Simultaneous geopolitical flare-ups in Venezuela, Iran and the Black Sea have pushed oil prices to a three-month high, creating a treacherous environment for investors even as a large supply glut still looms over the market.
Brent crude opened the year at $61 a barrel before slipping below $60 after US President Donald Trump shocked the world by ousting Venezuelan President Nicolas Maduro. The decline reflected expectations that Washington would quickly restore oil output and exports in a country sitting on the world’s largest proven reserves. However, once the scarce details surrounding US plans started trickling out, oil markets became somewhat less bearish.
Then came the protests in Iran and Trump’s threats to intervene in support of demonstrators facing a deadly crackdown. This situation helped push up prices nine per cent in a week to over $66 a barrel. While regime change in Tehran could eventually result in more crude coming onto the open market, the immediate risk is supply disruption in an already volatile and unpredictable environment.
Adding to tensions in the Middle East and beyond, drones attacked two oil tankers in the Black Sea on Tuesday, including one chartered by US energy major Chevron, as they approached a Russian coastal terminal that handles most of Kazakhstan's crude exports. The perpetrators remain unconfirmed.
The strikes on Western-operated tankers followed the US seizure of a Russian-flagged vessel in the Atlantic last week, increasing the risk that more oil supplies could be drawn into the conflict. And those supplies could be enormous. Combined oil exports from Venezuela, Iran and the Black Sea reached 4.6 million barrels per day in 2025 - about 4.5 per cent of global supplies. While energy markets have become less quick to price in geopolitical risk in recent years, this is a figure traders simply cannot ignore.
Among all these geopolitical risks, the biggest remains Iran, and more specifically the potential for the conflict to threaten flows through the Strait of Hormuz, the narrow waterway near Iran through which nearly 20 per cent of global oil and gas is shipped.
Tehran is unlikely to jump to this “nuclear option”, however, as doing so would cut off its own crude exports and would likely trigger a rapid response from the US and regional states. That was probably the regime’s calculus during last year’s 12-day Israel-Iran war.
Still, Iran has other options, such as targeting regional US allies. While Tehran’s strike on a US base in Qatar in June was a non-event met by a drop in oil prices, a repeat now could have a very different impact on the market. Remember that in 2019 an Iranian drone attack crippled Saudi Arabia’s Abqaiq processing facility, knocking out five per cent of global supplies for several weeks and causing a sharp price spike.
While the nine per cent move over the past week is notable, crude prices still remain within the fairly narrow band they have traded in for months. So why hasn’t 2026’s burst of geopolitical tensions caused a more dramatic increase? Primarily because it is coming just as global crude supplies appear to be rising sharply, threatening to outpace demand in the coming years.
The US Energy Information Administration expects global inventories to build by an average of 2.8 million barrels per day in 2026. Indeed, the volume of oil being transported in tankers has risen significantly in recent months to around 1.3 billion barrels, the highest since mid-2020, when global consumption cratered due to Covid-19 lockdowns, according to analytics firm Kpler. So-called “oil on water” typically rises when supply is outstripping demand.
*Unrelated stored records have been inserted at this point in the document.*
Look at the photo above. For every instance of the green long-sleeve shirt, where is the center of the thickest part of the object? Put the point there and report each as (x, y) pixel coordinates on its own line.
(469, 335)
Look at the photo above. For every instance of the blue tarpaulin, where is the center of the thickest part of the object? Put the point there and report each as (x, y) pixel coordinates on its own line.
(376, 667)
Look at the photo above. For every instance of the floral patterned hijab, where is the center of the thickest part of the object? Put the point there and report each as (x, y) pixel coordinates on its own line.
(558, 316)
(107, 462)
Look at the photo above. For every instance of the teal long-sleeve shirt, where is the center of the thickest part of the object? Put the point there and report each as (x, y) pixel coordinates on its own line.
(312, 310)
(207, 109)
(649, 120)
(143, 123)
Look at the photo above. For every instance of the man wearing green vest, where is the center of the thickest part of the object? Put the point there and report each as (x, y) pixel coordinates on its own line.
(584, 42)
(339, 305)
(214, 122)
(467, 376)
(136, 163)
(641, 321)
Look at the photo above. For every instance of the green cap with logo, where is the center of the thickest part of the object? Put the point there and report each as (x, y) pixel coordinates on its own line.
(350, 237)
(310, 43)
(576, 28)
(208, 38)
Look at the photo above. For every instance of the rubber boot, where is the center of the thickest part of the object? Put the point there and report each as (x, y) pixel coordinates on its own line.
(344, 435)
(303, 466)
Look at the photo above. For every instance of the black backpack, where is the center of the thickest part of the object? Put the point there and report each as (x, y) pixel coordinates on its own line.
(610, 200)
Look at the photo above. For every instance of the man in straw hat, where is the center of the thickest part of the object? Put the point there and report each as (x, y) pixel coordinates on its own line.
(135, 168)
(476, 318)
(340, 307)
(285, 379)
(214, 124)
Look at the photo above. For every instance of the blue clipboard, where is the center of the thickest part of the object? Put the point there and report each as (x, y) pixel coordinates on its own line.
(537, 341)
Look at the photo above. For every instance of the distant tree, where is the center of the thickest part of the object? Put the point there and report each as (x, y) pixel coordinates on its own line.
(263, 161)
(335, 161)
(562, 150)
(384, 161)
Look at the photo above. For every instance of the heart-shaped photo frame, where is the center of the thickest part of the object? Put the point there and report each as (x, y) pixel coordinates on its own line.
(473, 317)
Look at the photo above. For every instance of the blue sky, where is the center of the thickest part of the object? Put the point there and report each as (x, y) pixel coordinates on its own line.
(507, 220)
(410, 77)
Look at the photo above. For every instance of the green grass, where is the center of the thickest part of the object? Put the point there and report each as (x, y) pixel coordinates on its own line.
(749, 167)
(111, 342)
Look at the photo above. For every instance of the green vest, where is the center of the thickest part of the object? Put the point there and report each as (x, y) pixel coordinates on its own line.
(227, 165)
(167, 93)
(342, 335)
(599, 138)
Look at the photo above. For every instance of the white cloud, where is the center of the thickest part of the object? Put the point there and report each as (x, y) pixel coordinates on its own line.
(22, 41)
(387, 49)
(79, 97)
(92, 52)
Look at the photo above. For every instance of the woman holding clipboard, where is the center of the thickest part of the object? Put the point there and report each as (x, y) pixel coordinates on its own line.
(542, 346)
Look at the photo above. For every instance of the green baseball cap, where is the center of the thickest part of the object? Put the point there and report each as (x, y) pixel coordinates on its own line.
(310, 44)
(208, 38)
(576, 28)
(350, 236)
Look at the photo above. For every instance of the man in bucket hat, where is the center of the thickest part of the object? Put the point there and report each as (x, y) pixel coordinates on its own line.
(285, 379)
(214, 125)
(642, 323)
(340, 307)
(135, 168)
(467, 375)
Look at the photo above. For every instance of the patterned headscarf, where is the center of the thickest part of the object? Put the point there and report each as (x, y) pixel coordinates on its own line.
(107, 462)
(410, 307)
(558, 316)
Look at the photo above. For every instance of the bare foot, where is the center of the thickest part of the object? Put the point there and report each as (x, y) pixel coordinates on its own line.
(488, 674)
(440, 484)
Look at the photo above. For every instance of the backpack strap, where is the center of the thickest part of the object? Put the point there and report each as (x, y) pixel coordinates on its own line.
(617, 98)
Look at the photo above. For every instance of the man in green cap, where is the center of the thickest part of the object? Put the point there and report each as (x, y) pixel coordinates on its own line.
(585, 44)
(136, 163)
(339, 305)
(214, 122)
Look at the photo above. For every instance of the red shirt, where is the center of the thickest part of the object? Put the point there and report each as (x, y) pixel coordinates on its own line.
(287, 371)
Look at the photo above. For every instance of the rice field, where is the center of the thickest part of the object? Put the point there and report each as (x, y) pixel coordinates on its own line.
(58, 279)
Of course, around one quarter of these volumes currently originate from Iran, Russia and Venezuela, meaning these are sanctioned supplies that would be expected to take longer to find buyers.
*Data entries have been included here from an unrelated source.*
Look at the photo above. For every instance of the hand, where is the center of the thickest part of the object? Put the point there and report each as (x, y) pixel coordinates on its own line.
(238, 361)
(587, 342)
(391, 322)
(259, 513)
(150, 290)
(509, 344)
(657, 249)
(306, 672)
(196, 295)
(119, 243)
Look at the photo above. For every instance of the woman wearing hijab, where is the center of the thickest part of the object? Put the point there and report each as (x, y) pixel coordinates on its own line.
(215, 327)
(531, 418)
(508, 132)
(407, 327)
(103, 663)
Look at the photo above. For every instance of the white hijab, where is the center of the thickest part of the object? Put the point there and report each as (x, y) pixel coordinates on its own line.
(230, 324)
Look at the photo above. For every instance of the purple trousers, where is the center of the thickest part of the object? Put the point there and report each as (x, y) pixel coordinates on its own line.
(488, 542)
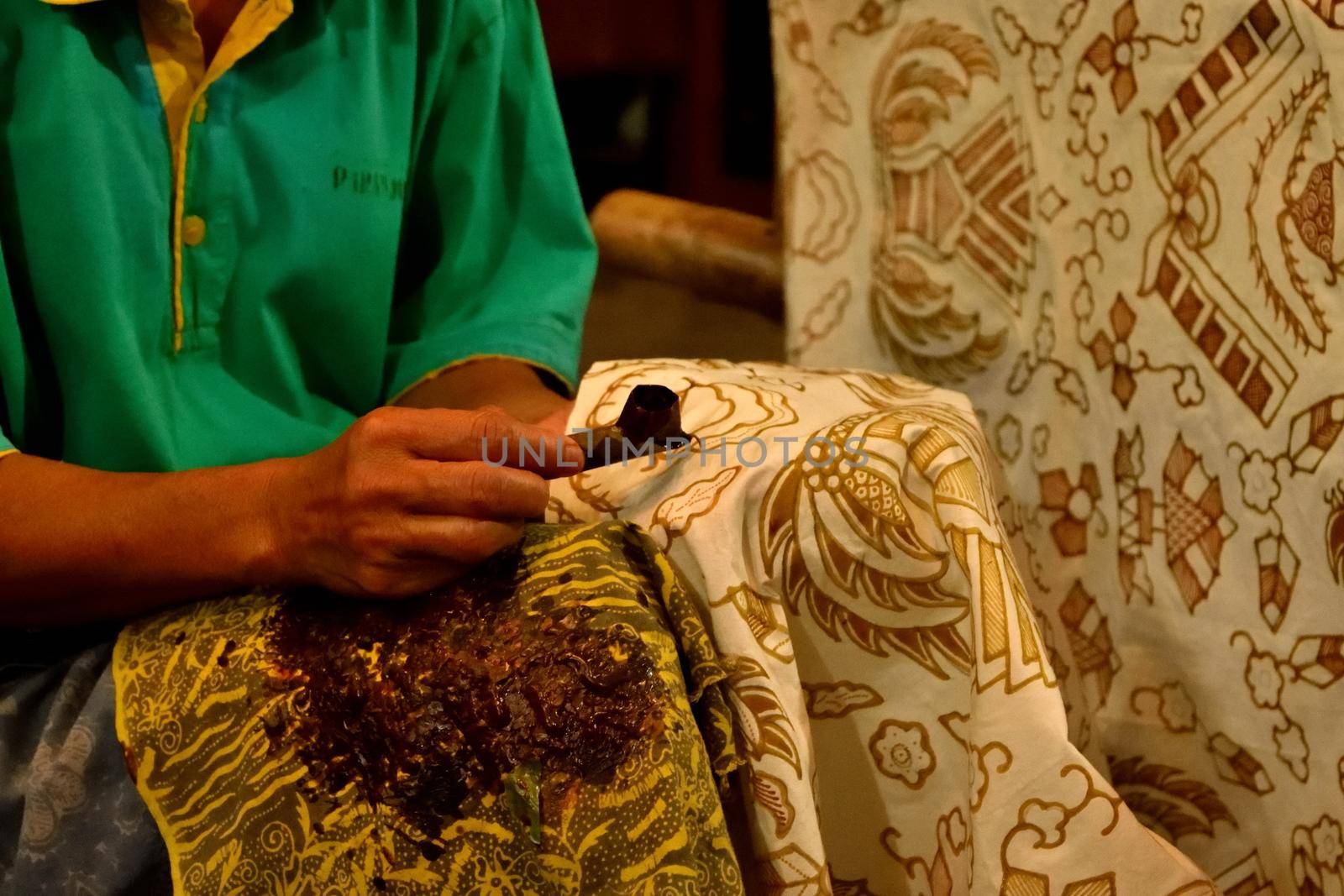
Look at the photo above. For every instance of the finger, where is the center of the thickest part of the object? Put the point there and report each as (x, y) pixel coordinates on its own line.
(477, 490)
(456, 539)
(401, 579)
(491, 436)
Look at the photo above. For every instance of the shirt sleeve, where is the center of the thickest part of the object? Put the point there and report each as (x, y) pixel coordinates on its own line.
(497, 257)
(11, 358)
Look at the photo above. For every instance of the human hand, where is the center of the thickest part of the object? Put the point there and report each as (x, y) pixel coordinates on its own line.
(403, 501)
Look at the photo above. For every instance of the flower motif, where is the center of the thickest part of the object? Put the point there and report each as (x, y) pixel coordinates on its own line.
(1047, 819)
(1193, 208)
(956, 829)
(1175, 708)
(1290, 745)
(1260, 483)
(1189, 390)
(1113, 54)
(1077, 504)
(1263, 679)
(1008, 438)
(1115, 352)
(1045, 67)
(900, 750)
(1327, 842)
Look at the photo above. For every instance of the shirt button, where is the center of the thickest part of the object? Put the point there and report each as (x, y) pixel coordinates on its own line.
(192, 230)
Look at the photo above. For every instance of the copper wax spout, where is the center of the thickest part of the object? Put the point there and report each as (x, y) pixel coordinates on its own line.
(651, 414)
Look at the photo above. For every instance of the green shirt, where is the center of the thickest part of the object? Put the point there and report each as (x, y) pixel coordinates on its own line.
(378, 190)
But the figure remains elevated regardless, and there are early signs of rising crude and product inventories on land as well.
To complicate the picture further, the oil price curve implies traders are not anticipating a significant build.
Prompt Brent crude prices have in recent weeks shifted into a structure known as backwardation, meaning they are trading at a premium to contracts for delivery toward the end of 2026.
Prompt prices need to be lower than future prices to make storage profitable, a structure known as contango. The disconnect between the physical market and the price curve likely reflects the persistent visibility issues into the so-called “shadow fleet” of tankers transporting large volumes of sanctioned oil as well as China’s opaque storage.
But on top of that, traders must now also speculate about the potential outcomes of complex, rapidly evolving political situations in three key oil-exporting regions - and then determine the likely impact on supplies.
Investors thus face a bewildering range of possible outcomes, meaning prices will likely remain rangebound until at least some of the questions hanging over markets are answered.